Intorno al balletto delle cifre ne gira un altro, sollecitato dai problemi economici e sociali, che la pandemia ha scatenato. Se nei primi giorni abbiamo assistito a numerosi esempi di dedizione di medici e altri operatori della salute fino allʼeroismo, dopo la fine del lockdown assistiamo piuttosto a una corsa allʼaccaparramento di soldi da investire e alla scoperta del vaccino per soli (speriamo di no) fini di lucro. Ce lʼavevano detto: “Dopo il virus si può essere migliori o peggiori. Se non si cambia ora, non si cambia dopo”.

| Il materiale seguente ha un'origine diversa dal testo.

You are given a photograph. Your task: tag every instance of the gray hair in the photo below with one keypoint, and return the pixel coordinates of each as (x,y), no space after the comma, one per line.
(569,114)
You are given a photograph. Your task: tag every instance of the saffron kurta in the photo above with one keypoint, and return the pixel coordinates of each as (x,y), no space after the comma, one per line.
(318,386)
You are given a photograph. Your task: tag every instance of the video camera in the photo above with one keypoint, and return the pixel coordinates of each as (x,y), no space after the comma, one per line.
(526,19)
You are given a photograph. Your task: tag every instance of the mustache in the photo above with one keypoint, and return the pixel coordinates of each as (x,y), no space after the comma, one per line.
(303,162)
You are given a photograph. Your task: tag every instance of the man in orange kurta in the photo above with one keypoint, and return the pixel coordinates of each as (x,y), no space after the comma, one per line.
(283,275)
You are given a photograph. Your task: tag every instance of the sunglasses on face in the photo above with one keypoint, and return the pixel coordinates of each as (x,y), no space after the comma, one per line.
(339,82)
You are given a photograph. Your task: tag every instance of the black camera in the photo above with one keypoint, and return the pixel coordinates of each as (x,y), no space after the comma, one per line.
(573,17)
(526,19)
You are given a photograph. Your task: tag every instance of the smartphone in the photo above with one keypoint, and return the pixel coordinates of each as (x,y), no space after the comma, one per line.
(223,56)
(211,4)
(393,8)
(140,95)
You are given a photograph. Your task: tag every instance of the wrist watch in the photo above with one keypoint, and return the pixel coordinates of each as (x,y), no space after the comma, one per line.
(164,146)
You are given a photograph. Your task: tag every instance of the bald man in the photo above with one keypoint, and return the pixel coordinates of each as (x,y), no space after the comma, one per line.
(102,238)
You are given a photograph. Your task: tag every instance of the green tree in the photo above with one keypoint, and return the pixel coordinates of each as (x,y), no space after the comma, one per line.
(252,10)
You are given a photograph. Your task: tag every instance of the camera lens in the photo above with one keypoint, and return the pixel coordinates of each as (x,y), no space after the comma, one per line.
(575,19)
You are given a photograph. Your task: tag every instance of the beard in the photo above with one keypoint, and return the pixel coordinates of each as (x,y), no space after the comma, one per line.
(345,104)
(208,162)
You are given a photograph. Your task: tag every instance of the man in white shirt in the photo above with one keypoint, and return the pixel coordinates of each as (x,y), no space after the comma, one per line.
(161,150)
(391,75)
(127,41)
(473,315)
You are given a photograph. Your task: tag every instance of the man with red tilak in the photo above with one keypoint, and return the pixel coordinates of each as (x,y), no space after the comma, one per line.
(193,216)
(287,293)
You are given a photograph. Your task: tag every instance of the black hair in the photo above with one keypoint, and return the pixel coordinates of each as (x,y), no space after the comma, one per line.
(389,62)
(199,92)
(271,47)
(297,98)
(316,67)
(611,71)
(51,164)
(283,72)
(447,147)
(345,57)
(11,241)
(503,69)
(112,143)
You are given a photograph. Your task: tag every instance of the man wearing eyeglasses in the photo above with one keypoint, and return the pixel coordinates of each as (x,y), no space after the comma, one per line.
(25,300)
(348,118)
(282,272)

Purtroppo né i soldi, né il vaccino sono oggi disponibili. E allora si scatena una campagna pubblicitaria piena di promesse sul vuoto, complici le prossime elezioni amministrative in Italia e in altri paesi e quelle presidenziali negli Stati Uniti. Questʼultima nazione è stata poi attraversata non solo dalla crisi economica, ma dalla questione razziale, mai risolta nonostante la lotta di Martin Luther King, a seguito dei fatti di Minneapolis. E, a 19 anni dallʼattentato alle Torri Gemelle, è chiamata a rispondere a nuove e ardue sfide.

Per uno sguardo un poʼ più sereno sul nostro paese e sul mondo dobbiamo ricordare la figura di Papa Francesco, che in piena emergenza sanitaria ha offerto, non solo ai credenti ma al mondo intero, una testimonianza carica di speranza, per non soccombere di fronte agli eventi.

Se durante il lockdown la sua parola della Messa mattutina in Santa Marta e la preghiera solitaria in Piazza San Pietro il 27 marzo e a San Marcello sono stati a noi tutti di sostegno, in Italia il presidente Mattarella e altre figure si sono poste come punti di riferimento per una reale ripresa.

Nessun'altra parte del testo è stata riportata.